Ludovic tells Karl that it “didn’t feel right to raise Jean-Paul “with these hands,” causing his adopted son to respond, “You raised me with them, didn’t you?”
Their relationship shatters when Ludovic goes to cleanse the Order of a traitor, nearly killing Karl in the process. Like Selina, another orphan whose violent rift with her mentor shaped her upbringing in Alleytown, Karl takes the tools he learned as a young assassin to become something different and more deadly.
He is a product of the Order, but no longer tied to it. The Valley we’ve seen in Gotham is a rogue free agent, spouting scripture while brutally dispatching the people he has been assigned to kill.
This annual gives him a proper rendering that mirrors Selina’s own rise to prominence.
Last issue, V showed a multiplicity of perspectives about Selina from across her life, giving her the complexity of an antihero who has often straddled the line between selfishness and altruism.

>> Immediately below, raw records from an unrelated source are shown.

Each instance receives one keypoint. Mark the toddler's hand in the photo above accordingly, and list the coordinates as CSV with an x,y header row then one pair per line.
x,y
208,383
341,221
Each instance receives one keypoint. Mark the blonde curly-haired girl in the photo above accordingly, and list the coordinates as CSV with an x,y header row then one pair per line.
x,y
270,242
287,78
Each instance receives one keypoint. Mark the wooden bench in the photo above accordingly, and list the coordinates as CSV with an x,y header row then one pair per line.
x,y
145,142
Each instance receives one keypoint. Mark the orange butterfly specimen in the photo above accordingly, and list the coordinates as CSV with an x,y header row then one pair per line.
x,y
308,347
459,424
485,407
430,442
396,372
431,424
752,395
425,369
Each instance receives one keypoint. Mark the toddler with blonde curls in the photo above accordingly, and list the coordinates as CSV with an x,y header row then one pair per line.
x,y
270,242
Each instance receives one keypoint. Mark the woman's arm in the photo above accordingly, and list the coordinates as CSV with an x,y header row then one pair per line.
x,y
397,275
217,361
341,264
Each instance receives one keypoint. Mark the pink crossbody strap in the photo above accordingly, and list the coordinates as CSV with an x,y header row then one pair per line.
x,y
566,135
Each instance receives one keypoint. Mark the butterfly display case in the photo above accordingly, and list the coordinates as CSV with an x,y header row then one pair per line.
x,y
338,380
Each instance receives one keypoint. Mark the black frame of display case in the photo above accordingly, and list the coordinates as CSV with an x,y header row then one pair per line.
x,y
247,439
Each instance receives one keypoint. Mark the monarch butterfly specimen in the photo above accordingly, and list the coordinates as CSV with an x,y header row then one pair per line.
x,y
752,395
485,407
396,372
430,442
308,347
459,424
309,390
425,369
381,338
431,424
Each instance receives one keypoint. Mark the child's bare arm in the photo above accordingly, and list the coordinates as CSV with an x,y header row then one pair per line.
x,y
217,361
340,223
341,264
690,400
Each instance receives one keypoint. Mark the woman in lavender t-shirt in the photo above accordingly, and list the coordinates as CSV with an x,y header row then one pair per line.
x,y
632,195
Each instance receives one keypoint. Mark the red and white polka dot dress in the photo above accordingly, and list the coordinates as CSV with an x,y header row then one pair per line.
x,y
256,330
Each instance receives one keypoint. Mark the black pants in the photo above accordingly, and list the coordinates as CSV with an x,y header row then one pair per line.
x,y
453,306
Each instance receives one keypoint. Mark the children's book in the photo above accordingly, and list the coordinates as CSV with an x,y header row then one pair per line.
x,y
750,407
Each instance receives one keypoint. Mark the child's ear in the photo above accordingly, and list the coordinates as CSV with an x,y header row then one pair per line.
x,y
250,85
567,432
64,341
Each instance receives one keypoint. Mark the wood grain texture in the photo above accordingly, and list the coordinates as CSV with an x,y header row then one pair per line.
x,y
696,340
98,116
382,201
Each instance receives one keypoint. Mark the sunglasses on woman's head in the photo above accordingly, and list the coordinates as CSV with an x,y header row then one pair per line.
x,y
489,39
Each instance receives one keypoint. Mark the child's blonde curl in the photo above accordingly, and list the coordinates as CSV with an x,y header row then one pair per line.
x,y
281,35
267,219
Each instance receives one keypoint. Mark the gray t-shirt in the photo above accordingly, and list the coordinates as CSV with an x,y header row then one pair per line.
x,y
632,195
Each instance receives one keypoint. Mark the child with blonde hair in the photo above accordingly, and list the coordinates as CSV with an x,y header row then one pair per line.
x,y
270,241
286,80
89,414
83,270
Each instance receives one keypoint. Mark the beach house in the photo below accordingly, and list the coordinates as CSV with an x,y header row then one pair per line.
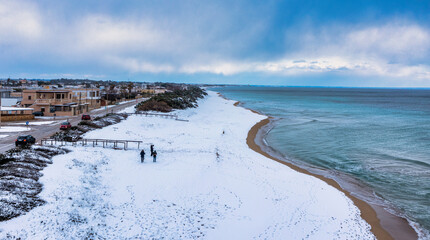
x,y
61,102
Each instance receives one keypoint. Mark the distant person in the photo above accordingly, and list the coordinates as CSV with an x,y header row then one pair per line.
x,y
152,149
142,156
154,155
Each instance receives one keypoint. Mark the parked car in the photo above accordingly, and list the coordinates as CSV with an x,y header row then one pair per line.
x,y
25,140
86,117
65,126
38,113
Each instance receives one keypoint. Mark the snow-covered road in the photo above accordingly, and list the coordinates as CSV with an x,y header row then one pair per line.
x,y
206,184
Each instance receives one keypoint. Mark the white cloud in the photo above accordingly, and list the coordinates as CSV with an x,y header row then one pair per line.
x,y
144,45
19,22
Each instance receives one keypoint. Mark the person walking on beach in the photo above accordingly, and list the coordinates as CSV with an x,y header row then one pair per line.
x,y
152,149
142,156
154,155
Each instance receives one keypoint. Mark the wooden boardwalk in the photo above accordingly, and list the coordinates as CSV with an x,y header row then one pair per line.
x,y
115,143
163,115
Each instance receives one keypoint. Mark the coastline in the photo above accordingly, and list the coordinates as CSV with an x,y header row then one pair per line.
x,y
384,225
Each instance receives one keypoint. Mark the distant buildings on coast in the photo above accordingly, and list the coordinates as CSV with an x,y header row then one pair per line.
x,y
21,99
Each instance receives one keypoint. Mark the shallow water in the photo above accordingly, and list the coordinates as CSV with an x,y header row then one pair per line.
x,y
379,136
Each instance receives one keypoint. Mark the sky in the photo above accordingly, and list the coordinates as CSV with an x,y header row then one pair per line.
x,y
369,43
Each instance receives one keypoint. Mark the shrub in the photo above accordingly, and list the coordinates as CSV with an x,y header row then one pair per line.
x,y
177,99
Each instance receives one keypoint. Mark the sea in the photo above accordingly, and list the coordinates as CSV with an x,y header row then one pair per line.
x,y
378,137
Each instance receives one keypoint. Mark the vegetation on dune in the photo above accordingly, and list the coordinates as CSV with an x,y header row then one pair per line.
x,y
177,99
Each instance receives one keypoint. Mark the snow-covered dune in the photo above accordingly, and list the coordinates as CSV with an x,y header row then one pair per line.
x,y
206,184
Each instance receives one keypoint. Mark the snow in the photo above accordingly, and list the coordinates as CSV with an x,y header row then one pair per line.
x,y
36,123
4,108
14,129
206,184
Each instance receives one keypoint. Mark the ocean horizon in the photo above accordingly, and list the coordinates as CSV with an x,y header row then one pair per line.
x,y
378,136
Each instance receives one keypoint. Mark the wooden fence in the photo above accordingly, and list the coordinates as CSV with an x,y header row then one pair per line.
x,y
163,115
116,144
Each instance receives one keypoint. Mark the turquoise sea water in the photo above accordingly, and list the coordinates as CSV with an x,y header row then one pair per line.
x,y
379,136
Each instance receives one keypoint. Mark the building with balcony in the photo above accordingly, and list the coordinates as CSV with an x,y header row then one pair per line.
x,y
62,102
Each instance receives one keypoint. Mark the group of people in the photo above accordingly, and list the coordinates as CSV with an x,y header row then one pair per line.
x,y
153,154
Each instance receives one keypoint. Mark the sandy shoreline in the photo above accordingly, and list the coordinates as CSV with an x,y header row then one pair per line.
x,y
383,224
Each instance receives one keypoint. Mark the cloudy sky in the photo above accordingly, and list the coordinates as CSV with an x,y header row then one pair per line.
x,y
306,43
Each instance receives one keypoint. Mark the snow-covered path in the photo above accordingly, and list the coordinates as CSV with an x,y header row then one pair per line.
x,y
206,183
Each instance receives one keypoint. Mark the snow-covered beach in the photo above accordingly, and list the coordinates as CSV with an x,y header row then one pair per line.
x,y
207,183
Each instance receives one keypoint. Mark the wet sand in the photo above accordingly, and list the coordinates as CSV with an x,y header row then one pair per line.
x,y
384,225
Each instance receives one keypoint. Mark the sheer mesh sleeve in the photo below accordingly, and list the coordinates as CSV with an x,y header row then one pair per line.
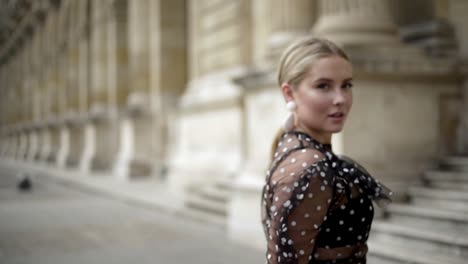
x,y
301,192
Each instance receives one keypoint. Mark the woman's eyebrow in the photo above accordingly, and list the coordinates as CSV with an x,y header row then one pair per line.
x,y
323,80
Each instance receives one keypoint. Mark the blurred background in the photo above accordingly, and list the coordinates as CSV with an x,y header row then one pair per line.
x,y
173,105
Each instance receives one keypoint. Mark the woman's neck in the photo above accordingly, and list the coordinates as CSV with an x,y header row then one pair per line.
x,y
324,138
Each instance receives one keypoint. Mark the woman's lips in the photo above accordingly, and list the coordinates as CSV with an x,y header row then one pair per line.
x,y
339,116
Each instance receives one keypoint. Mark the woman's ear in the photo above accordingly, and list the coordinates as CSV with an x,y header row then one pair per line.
x,y
286,89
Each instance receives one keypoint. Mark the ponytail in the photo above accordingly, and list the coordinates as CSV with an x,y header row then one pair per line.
x,y
274,145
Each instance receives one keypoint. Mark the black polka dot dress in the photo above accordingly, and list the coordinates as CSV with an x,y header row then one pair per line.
x,y
317,207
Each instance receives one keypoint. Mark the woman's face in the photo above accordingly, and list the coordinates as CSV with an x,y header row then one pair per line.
x,y
324,97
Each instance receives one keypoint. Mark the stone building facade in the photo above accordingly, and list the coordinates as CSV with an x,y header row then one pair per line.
x,y
185,92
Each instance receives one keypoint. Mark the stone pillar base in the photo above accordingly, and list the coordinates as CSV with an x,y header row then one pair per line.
x,y
33,146
64,146
77,144
45,145
244,223
23,146
89,148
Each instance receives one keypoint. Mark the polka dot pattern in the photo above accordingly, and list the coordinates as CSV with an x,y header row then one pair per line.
x,y
311,207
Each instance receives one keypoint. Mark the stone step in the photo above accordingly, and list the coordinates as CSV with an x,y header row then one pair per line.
x,y
429,217
419,237
445,176
204,217
201,203
405,254
374,259
445,204
214,193
455,163
224,184
439,194
461,186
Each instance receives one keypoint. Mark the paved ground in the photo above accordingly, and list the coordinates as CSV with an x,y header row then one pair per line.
x,y
58,224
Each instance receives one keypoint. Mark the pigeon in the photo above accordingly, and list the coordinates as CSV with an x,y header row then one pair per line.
x,y
24,182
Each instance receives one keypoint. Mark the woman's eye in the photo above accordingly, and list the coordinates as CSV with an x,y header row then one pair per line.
x,y
322,85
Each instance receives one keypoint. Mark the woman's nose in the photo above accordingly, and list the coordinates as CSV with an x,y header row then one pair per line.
x,y
339,97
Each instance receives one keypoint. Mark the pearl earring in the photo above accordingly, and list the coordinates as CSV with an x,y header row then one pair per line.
x,y
289,122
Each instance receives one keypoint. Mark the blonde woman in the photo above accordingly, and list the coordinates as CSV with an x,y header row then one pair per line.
x,y
317,207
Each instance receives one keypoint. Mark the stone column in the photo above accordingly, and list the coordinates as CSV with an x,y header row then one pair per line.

As the two of them close in on each other, V has shifted the comic’s perspective away from its tight focus on Selina. Instead of seeing most events through her eyes, we now see how others view her and how her most threatening villain sees himself.
The annual is not just a showcase for Father Valley. It’s also an introduction to guest artists Kyle Hotz and Juan Ferreyra, who join V’s regular collaborator Fernando Blanco on this issue.
The division of labor is well-suited to the story, as Blanco draws the Gotham scenes that bookend the issue while Hotz and Ferreyra divvy up the flashbacks to Karl’s upbringing.
Each artist has their own highlight. I love how Hotz draws Azrael, all kinetic motion and flailing limbs. For an artist who has worked frequently on Venom, I found myself seeing a bit of Carnage in Azrael’s red, slashing cape.
Ferreyra draws a much more realistic-looking Azrael. His first panel, which shows Ludovic wielding a flaming sword, may have been my favorite image from the issue, though as always, Blanco’s sublime art gives this comic its beating heart.
Valley is never as interesting as he is when drawn by Blanco, who shows him creepily bathing inside a church while a towering stained glass image looms overhead. (If there’s one benefit from the Order’s Catholic roots, it’s the opportunity for artists to use religious imagery as a source of aesthetic inspiration.)
He stalks Gotham in this issue’s present while in the past, Hotz and Ferreyra show a much different, less-assured man searching for his way in the world. Whatever he was then, he has become someone no one — least of all Selina — will want to meet.
Some other, scattered thoughts on the issue:
- The striking final image of a church going up in flames was set up beautifully by colorist David Baron, who bathed the Gotham cityscape in orange and yellow when we first see the church.
- Why do Gotham’s heroes always seem to end up at odds with some shadowy, powerful group, be it the Order of St. Dumas, Court of Owls, or the League of Assassins?
- Am I alone in thinking Father Valley owes perhaps his biggest debt to The Wire’s Brother Mouzone, another bespectacled assassin who was prone to intellectual ramblings?